An exciting announcement was made at our AGM, Joy McCormick’s grandson, Patrick Huston had just been selected to represent Team GB in Archery at Rio 2016 Olympic Games.
Patrick, born in Belfast, attended Campbell College and was a founding member of the East Belfast Archery Club. He now lives in Shropshire where he coaches while training full time with the Olympic Squad at Lilleshall National Sports Centre. Patrick began archery in 2004 and made his international debut in 2012. [For those who know about these things, he is right handed and his arrows are 29.25″ long and his draw weight is 50 lbs.]
Click here for a BBC interview with Patrick made just after he had qualified for Rio, in which Patrick describes his achievement as ‘amazing’. He also admits to being a bit of a “show off”.
However, we think that he’s entitled to be that and more.
As if being three time world champion archer at junior level wasn’t enough, he’s a former Festival of Quilts prize winner, ca 2006.
Here’s what his proud Granny says:
“In his younger days he enjoyed sewing – was quite good on the sewing machine. I am attaching two photos of a quilt he and I worked on together which was exhibited at the NIPG summer exhibition at the Folk Museum, in the days when they used to mount a craft exhibition.
One is of young Patrick hand- piecing the quilt. The other is of the quilt hanging at Cultra with him, his older brother and myself. I see by my PC they are dated 2003, so Patrick would have been 7.
I believe it was in 2006, when he turned 10 that he made a small wall-hanging which I put into the junior competition at the Festival of Quilts in Birmingham. The topic was “The Northwest Passage”. Patrick created his hanging out of re-cycled materials. It won second prize.
Patrick came home to see his parents just after our AGM, as he trains full-time in England. I told him I had mentioned his early career as a quilter at the Patchwork Guild. He was really amused to hear his achievements had been mentioned at the NIPG meeting and laughed.
In fact he was trying to bully me into making him an “Olympic” quilt to celebrate his getting an Olympic place.
NO PRESSURE! “
When asked if Patrick would mind us writing about his quilting career and posting photos of him quilting, Joy said:
“I know Patrick won’t mind. He has had to put up with his mother putting on Facebook a photo of him aged about 4 trying his hand at archery at a fun day in Stormont grounds.”
“Yesterday (Wednesday 29th June), he was kitted out with his Stella McCartney designer gear to wear in Rio. Three suitcases full! This photo is hot off the press” Joy McCormick, June 2016.
Patrick, we’ll all be glued to the television, supporting you and willing you on. Most importantly, enjoy every second of the experience.
Here’s a wee bit about the sport of archery, taken from the official Rio spectator guide.
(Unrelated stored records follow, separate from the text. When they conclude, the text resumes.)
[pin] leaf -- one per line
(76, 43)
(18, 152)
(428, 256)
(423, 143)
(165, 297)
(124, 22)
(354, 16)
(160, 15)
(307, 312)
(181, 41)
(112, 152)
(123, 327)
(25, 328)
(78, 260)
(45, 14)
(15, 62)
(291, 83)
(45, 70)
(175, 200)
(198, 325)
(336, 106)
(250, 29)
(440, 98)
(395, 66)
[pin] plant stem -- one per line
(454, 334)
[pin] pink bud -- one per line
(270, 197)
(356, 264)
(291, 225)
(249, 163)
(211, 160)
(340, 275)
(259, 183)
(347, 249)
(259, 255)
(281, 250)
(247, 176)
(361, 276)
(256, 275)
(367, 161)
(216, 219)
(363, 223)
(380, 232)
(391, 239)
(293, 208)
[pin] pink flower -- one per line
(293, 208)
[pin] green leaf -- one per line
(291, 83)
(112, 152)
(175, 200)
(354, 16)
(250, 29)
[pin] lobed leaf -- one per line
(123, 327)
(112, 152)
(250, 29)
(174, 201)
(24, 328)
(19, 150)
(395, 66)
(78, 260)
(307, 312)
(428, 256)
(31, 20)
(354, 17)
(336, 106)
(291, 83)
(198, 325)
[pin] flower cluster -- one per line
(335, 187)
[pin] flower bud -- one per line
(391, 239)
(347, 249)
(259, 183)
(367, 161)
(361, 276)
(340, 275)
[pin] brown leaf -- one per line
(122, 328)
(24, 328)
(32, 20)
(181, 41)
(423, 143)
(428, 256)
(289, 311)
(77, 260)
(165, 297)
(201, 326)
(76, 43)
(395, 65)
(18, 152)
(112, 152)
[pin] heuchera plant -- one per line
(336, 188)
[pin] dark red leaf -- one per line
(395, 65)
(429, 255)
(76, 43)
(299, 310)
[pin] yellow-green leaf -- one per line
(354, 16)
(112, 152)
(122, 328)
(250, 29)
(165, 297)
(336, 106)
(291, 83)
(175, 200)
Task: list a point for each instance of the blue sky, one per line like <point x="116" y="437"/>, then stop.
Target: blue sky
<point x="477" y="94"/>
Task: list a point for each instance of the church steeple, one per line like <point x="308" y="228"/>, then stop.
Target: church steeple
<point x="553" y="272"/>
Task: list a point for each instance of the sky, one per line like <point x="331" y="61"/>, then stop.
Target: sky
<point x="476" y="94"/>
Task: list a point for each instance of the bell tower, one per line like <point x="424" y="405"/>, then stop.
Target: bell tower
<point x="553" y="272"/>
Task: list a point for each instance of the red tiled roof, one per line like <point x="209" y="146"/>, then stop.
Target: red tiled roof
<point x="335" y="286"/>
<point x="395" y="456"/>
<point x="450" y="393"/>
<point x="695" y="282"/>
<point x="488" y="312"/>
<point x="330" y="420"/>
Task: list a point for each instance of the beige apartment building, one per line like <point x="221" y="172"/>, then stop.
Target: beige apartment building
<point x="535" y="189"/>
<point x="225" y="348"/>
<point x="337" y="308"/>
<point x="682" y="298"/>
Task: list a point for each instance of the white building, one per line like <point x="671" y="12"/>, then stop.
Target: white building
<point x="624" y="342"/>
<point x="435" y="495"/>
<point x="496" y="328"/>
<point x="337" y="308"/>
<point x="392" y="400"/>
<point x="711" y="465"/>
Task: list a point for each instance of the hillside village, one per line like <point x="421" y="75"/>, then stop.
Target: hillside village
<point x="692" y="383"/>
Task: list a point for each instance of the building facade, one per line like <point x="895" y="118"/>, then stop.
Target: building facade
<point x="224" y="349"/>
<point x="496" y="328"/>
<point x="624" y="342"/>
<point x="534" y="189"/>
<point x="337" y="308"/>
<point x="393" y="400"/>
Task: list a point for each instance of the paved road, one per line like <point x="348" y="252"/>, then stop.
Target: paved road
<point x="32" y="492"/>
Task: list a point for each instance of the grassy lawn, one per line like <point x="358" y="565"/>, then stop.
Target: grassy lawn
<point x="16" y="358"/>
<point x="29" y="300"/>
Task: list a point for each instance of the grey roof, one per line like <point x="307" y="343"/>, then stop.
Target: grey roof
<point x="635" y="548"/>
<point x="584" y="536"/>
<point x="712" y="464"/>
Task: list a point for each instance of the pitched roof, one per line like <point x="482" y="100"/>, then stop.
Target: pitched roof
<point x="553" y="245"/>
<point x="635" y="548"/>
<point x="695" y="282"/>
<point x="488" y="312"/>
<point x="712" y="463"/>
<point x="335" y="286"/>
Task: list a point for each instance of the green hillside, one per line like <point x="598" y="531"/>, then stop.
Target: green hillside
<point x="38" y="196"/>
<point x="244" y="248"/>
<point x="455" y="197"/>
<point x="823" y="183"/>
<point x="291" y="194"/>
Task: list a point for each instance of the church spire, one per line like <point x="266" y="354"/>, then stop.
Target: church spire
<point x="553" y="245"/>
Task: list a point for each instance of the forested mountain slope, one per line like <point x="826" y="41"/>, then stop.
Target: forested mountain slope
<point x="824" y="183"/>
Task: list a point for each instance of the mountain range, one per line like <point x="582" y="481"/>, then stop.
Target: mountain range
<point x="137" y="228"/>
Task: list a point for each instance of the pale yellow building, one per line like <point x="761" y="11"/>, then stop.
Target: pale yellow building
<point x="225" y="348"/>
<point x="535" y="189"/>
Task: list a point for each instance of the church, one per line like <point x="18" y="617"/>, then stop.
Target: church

UNDERSTANDING HOW THE SPORT OF ARCHERY BEGAN
Considering that hunting is an activity strongly connected to the beginning of our civilisation, archery can be considered one of the oldest sports in history. The practice was made official in the 16th century with the organisation of tournaments in England. Its debut in the Olympic programme was in Paris 1900. In St. Louis 1904, the sport became one of the first to allow women to participate.
ABOUT THE COMPETITION The distance between the archer and the target (1.22m of diameter) is 70m. The target score varies from 1 to 10, according to the proximity to the inner circle. The archer has 40 seconds to shoot each of their six arrows. In the finals, the archer has 20 seconds to shoot each of their three arrows. In the air, the arrow can travel at more than 240km per hour. In the knockout system, any mistake can rule the athlete out of the competition. In individual events, archers with the best results after five series of three arrows go through to the next phase. The same rule applies to team events, but the best teams after four series of six arrows go through.